Human history is intimately entwined with the use and control of fire. However, working out when our relationship with fire began and how it subsequently evolved has been notoriously difficult.

This is partly due to the incomplete nature of archaeological records, and also because fire use was fleeting, making burnt remains difficult to detect.
But our team has found evidence of the controlled use of fire by direct human ancestors—or hominins—at a site in Spain dating to 250,000 years ago. This pushes the earliest evidence of fire control in Europe back by 50,000 years. The findings have been published in Nature Scientific Reports. It is truly special to find the remains of human ancestors and fire at the same location.

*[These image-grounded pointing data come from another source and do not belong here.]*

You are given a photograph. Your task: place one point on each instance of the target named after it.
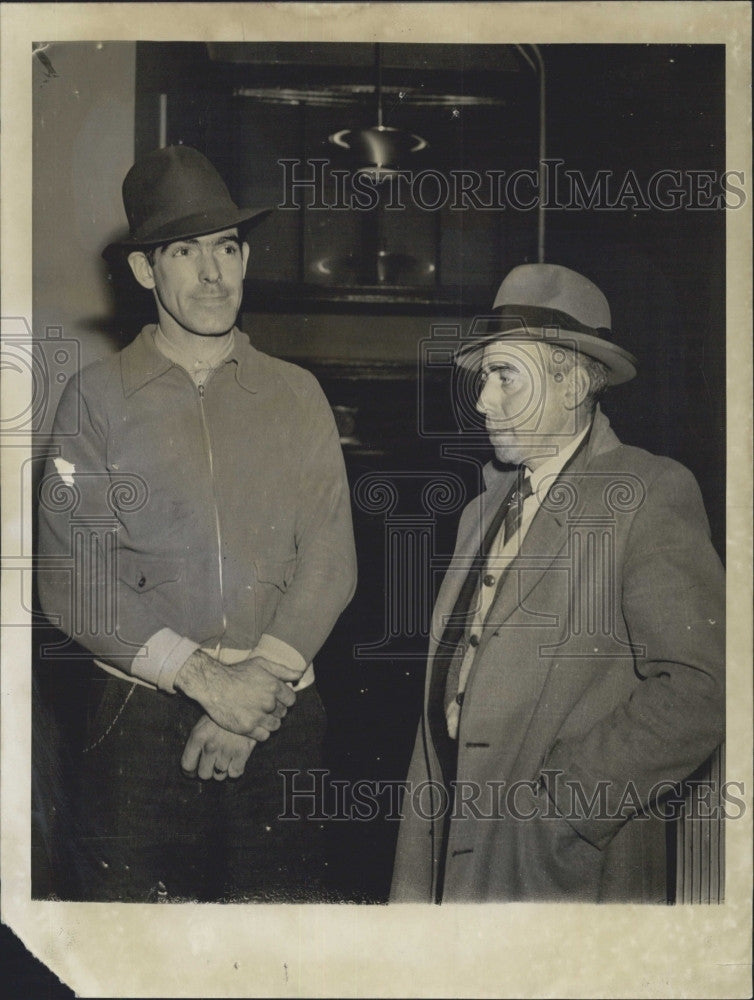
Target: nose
(208, 268)
(481, 403)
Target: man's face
(527, 410)
(197, 283)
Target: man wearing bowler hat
(576, 658)
(196, 534)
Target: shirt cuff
(278, 651)
(161, 657)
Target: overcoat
(597, 686)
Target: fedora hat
(175, 193)
(551, 303)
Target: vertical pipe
(542, 155)
(163, 121)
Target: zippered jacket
(219, 512)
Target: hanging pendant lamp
(380, 151)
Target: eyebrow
(193, 241)
(498, 366)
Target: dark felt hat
(549, 302)
(175, 193)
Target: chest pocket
(158, 582)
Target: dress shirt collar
(545, 475)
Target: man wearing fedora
(196, 537)
(576, 658)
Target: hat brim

There is much earlier evidence of hominins exploiting fire, but this could have taken the form of hominins taking advantage of the burning embers from a natural wildfire to cook their food. The controlled use of fire is where humans intentionally start it and then manage, say, its extent or temperature. This is what we have evidence for at the site in Spain.
Much older evidence from outside Europe, which could be from humans making use of natural blazes, comes from Swartkrans cave in South Africa, where hominin remains were found with hundreds of burnt animal bones dating to between 1 and 1.5 million years ago. Burnt animal bone fragments were also identified at the 1.5 million-year-old site known as FxJj 20AB at Koobi Fora, Kenya.
Yet finding hominin artefacts and burnt bones at the same site does not in itself indicate that they coincided in time, let alone that humans were controlling fire. The path to its controlled use, is likely to have been gradual.
Fast forward almost a million years to the earliest-known clear evidence of fire made by humans: an open-air site called Gesher Benot Ya’aqov in Israel, dated to about 790,000 years ago. The evidence found at this location includes charred plants and burnt stone tools lying alongside one another.